Only I can make the simple act of brushing my teeth into an ordeal.
I was deciding to head to sleep and my tummy grumbled. I could have gone to the kitchen and grabbed an apple and some cheese. I could have even gone with my old stand-by cereal. Instead, I grabbed two Fudgee-Os from off my dresser. (Why do I have Fudgee-Os on my dresser? Because they are good. And I'm a chubby girl. Keep up.) I ate two before I realized I was planning on going to bed and thus would be putting my mouth guard in for the night.
Oops. Cookies in the teeth plus a night guard placed securely over said teeth = many more trips to the dentist. I decided to be responsible and brush my teeth first. I had just purchased a new tube of my favourite toothpaste and was totally pumped to use it. (Ask my sister Ky. I displayed it as though I was Vanna White.)
I opened my toothpaste and it was the wrong colour. I bought fresh cinnamon.
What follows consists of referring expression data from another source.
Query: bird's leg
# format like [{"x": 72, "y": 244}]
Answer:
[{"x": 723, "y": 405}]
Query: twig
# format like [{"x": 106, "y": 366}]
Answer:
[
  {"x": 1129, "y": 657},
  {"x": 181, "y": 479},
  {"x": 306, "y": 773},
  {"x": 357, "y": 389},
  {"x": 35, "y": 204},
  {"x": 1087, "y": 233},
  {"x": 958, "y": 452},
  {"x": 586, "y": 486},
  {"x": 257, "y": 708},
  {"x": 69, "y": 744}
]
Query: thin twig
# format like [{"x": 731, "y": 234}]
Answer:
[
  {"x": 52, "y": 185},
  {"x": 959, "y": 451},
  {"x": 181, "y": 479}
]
I think the people making this stuff should know to make the boxes at least somewhat different so that a person knows she is grabbing something completely not what she wanted at all. But, I was desperate, so I used it. But after this? Hello donation table at the office. Bletch.
Well, guess what doesn't mix all that well? That's right. Fudgee-Os and cinnamon. And brushing after chocolate is just gross. And then I opened my mouth to look because I could still feel the Fudgee-Os hanging on for dear life. I mean, they were just getting comfy.
I am the worst toothbrusher in the entire world. Cookie was everywhere. Suddenly I am starting to realize why I have had no less than 25 cavities in my lifetime. (Who am I kidding? I once had 8 in a year. This number should be astronomically higher.) I brushed and brushed and brushed and brushed. I have an electric toothbrush too, so I can just imagine what this would have been like if I was brushing all by myself.
Finally, I have clean teeth. But I now taste like cinnamon instead of chocolate and those Fudgee-Os are looking really good.